An argument could be made that this kind of activity increases the efficiency of the markets involved as a whole. One of the results of high-volume, high-speed trading is that the difference of the top-of-the-book for a particular security at different exchanges tends to approach zero. These systems are designed to analyze market data from many different exchanges at the same time. One of the simplest strategies is to look for a brief arbitrage opportunity based on a termporary gap between the best bid of one exchange with the best offer of another. As this gap approaches zero, the overall efficiency of trading that security increases. Everybody benefits from a more efficient market because it becomes simpler to determine the value of a particular security, which, under certain circumstances, is decidedly non-trivial.

Comment Re:This is America (Score 1) 528

Teacher sees dope deal go down, pulls both students in. Weed/speed/whatever is "missing" and no sign it was dropped... now you get in the territory of _maybe_ getting to a more intimate search.

Yeah, agreed, a more thorough search is called for. But that search should be conducted by the police, not school administrators. And call the parents. This is not in school administrators' remit.

Comment Re:Why not just ban inefficient cars? (Score 2, Insightful) 685

I'm pretty sure that a white hummer is worse for the environment then a small black sedan.

Agreed, but what if you could fix both problems? Ban hummers (the vehicles) and make dark-colored cars more energy-efficient and you're better off than if you did only one or the other.

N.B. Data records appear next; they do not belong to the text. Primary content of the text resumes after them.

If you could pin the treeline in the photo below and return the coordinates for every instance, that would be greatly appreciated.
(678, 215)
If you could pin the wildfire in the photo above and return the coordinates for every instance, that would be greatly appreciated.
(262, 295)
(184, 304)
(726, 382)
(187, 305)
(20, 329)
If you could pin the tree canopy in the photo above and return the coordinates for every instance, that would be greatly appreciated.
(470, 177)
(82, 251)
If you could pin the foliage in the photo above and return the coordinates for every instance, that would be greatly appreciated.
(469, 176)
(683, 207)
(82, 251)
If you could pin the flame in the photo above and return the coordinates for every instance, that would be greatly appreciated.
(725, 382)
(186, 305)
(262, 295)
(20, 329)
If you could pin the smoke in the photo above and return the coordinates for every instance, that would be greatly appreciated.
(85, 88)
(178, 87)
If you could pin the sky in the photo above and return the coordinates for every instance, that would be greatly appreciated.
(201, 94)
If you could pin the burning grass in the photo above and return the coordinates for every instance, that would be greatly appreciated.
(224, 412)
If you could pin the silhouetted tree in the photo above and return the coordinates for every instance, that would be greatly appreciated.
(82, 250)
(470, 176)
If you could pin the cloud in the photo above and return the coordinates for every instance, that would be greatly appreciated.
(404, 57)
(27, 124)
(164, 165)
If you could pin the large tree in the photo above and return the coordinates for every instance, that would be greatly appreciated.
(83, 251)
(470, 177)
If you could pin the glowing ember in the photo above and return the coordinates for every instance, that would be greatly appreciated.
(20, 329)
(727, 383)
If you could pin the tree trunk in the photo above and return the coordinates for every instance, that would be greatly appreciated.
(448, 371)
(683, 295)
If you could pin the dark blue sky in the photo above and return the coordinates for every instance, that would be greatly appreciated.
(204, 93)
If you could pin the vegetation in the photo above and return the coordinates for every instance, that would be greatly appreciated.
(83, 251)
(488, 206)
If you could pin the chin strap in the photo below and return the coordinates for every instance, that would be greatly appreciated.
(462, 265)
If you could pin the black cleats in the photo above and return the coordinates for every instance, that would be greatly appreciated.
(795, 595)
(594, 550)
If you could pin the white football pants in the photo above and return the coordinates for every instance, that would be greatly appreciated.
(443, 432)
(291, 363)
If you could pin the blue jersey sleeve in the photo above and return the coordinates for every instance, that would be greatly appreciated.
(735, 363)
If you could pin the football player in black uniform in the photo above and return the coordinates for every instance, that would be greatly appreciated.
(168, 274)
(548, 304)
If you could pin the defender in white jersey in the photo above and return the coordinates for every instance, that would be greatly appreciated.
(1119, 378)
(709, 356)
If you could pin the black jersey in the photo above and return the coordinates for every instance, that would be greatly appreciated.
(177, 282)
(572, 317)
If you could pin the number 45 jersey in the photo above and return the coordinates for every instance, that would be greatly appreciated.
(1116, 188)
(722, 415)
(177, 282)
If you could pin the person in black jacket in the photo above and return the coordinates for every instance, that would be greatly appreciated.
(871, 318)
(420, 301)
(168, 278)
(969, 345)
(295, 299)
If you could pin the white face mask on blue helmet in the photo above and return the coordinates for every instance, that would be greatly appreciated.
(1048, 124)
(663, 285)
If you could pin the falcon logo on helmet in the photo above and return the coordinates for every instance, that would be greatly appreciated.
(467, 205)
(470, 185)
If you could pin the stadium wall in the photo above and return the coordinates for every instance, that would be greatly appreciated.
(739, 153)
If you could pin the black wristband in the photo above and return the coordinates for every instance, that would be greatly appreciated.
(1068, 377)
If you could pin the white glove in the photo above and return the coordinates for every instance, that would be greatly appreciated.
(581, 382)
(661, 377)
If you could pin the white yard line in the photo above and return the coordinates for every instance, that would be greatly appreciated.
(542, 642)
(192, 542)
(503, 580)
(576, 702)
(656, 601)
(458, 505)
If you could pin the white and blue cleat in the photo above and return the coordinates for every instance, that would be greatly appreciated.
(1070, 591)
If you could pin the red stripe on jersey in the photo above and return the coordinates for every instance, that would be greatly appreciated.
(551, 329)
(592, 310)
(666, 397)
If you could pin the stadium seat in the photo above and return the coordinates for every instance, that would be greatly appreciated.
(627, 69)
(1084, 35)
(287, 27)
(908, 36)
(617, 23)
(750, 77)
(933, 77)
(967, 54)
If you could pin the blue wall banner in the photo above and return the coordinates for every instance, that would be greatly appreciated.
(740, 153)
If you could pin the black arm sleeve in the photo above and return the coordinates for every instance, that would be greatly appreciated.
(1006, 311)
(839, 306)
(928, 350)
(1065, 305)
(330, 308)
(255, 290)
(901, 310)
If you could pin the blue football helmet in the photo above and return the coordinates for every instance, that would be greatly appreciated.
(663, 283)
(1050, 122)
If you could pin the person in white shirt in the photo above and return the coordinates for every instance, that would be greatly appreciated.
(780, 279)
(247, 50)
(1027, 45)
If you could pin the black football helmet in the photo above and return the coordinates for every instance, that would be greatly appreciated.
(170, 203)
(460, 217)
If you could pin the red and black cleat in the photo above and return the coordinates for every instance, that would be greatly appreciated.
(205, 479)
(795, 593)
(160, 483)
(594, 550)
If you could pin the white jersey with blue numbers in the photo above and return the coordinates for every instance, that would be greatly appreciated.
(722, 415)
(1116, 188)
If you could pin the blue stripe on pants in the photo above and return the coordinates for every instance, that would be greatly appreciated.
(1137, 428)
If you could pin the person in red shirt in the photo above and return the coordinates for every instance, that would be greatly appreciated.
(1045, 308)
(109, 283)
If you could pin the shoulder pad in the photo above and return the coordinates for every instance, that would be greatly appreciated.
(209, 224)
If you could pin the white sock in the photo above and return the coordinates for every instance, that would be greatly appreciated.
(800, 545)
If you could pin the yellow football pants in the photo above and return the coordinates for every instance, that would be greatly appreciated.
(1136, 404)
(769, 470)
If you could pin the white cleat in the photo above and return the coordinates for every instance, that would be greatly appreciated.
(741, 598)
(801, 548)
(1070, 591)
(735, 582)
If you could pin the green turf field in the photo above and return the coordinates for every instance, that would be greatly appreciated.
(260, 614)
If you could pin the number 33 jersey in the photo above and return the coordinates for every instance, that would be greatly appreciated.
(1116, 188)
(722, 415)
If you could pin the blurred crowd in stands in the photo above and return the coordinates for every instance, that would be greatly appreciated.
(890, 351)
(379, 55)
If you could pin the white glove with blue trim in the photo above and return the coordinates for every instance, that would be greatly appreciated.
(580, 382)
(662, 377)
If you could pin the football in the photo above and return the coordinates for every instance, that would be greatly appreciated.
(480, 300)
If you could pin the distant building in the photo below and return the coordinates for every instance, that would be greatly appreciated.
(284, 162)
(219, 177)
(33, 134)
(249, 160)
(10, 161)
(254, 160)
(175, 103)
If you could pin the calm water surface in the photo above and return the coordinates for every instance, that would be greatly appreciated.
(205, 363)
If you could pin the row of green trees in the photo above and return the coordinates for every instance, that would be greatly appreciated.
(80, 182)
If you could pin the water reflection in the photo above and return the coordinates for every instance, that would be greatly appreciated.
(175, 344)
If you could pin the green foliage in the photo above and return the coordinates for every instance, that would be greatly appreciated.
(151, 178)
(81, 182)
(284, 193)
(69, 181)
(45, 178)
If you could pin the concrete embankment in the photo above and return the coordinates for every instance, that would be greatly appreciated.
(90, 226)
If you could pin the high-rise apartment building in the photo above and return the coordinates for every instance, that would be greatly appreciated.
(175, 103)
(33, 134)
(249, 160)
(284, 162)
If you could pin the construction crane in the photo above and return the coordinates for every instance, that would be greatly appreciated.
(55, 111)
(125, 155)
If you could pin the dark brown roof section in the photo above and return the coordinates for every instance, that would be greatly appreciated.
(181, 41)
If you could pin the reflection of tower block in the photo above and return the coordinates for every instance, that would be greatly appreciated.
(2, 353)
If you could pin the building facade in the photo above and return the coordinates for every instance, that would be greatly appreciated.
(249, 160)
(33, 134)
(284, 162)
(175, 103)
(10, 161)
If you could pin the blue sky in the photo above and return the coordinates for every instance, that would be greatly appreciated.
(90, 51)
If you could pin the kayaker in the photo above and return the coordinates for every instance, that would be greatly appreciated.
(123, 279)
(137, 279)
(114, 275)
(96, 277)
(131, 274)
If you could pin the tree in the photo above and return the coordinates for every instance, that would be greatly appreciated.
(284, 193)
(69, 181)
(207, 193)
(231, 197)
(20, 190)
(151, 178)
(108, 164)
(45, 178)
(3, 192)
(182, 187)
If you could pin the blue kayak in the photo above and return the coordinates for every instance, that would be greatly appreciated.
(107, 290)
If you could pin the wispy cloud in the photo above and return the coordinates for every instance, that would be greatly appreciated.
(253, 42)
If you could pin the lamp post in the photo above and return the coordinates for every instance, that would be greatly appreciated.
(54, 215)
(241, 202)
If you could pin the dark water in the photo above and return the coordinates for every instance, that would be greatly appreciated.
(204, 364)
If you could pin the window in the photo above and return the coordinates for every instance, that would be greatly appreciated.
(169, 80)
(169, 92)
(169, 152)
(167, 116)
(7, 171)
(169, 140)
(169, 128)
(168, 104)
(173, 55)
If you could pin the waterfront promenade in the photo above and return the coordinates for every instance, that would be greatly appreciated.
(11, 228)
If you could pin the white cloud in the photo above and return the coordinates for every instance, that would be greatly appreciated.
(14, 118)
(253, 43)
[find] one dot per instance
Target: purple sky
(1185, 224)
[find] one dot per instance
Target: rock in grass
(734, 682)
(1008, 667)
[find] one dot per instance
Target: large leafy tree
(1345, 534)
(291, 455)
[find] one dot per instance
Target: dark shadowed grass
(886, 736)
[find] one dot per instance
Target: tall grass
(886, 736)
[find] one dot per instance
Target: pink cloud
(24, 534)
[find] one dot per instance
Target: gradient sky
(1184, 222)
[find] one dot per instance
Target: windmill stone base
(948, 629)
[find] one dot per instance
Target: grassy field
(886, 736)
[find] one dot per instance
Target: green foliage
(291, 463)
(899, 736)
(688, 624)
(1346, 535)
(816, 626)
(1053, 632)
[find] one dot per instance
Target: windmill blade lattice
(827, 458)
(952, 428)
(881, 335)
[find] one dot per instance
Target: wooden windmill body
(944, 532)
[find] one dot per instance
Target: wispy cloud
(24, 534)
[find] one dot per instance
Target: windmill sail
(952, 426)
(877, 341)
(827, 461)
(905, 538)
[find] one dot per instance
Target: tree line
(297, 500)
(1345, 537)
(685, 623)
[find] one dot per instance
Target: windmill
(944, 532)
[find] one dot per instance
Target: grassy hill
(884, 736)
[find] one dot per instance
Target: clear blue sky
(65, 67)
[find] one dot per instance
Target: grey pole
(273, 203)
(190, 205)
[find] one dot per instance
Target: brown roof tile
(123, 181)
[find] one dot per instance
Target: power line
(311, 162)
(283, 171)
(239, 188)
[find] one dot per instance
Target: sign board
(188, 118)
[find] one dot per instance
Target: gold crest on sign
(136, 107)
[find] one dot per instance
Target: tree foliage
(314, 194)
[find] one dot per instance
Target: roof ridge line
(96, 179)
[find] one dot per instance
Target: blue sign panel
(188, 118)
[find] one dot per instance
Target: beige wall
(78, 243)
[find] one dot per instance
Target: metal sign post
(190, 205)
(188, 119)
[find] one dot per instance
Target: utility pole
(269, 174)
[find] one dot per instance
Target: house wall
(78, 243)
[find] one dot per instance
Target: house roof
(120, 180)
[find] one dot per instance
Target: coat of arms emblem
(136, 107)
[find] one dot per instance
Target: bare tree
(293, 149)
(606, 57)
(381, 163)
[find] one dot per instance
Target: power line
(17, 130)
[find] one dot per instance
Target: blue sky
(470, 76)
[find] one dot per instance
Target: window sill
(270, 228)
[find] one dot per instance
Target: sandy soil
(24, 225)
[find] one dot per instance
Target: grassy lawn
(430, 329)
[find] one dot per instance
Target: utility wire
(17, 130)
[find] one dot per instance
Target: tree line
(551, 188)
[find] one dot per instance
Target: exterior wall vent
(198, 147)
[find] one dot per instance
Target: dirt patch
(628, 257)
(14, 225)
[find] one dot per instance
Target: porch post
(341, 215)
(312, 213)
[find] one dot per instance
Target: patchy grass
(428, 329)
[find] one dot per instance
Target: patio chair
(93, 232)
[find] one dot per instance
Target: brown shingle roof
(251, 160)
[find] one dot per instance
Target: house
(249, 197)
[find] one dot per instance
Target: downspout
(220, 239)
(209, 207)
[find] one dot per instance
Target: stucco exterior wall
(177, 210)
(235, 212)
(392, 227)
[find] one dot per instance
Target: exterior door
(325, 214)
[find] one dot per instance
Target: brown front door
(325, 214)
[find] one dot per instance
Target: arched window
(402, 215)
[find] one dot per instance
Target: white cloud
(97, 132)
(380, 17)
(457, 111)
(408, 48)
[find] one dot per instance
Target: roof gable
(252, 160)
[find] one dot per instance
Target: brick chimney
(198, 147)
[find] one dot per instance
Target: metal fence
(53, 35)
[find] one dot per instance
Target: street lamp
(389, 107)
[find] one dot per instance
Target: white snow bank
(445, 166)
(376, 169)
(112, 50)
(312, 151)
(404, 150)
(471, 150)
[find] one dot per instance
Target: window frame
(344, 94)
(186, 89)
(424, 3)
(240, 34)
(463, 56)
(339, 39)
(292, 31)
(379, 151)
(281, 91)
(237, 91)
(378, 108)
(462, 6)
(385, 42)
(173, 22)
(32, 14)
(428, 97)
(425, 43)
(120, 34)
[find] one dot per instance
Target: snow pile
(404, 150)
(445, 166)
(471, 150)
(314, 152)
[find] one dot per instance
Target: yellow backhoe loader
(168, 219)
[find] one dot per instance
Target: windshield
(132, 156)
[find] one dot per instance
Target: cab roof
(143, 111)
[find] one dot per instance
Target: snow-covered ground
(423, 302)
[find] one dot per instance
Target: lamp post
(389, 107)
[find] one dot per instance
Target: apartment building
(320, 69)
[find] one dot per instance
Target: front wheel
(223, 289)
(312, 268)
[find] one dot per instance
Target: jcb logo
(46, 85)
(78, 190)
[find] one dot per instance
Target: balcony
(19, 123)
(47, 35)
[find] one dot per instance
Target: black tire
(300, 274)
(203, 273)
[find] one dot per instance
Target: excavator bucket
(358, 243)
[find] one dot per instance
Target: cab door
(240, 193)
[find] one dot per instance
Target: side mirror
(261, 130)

It seems to me that, when faced with a proposal that makes, say, a 5% improvement on a problem, a common negative response is that the solution doesn't entirely correct the problem so why bother? A 5% improvement gets us to a 5% better world. Solve the hummer (the vehicle) problem next. The two are not zero-sum.

Comment Re:Send in Al Gore (Score 2, Insightful) 327

Explain why we are still not in an ice age if the "natural contributions of the Earth's own systems" are stable and don't cause climate change.

The natural contributions referred to do contribute to climate change, of course, as do other factors like fluctuations in the Earth's orbit around the sun and continental drift. The thing that makes the anthropogenic contributions to climate change troublesome is that they happen over a dramatically shorter period of time than is typical for natural events.

And when I say, "troublesome", I mean, of course, troublesome to us. The Earth will cheefully cruise along whether we infest it or not.

Comment Re:Holy crap. (Score 2, Informative) 546

The implication seems to me to be that an automated trading program made a decision that an actual human trader wouldn't have. In fact, automated trading programs typically make the same decisions that human traders do, they just make them faster. A trader who sets up an automated trading program typically will set the program up to do just what he himself would do; he just wants to gain some leverage from a decrease in lapsed time before the order gets placed. Without automated trading programs, the same problem might easily have occurred as human traders read the flash from Bloomberg.

Full disclosure: I work for a company that produces automated trading software.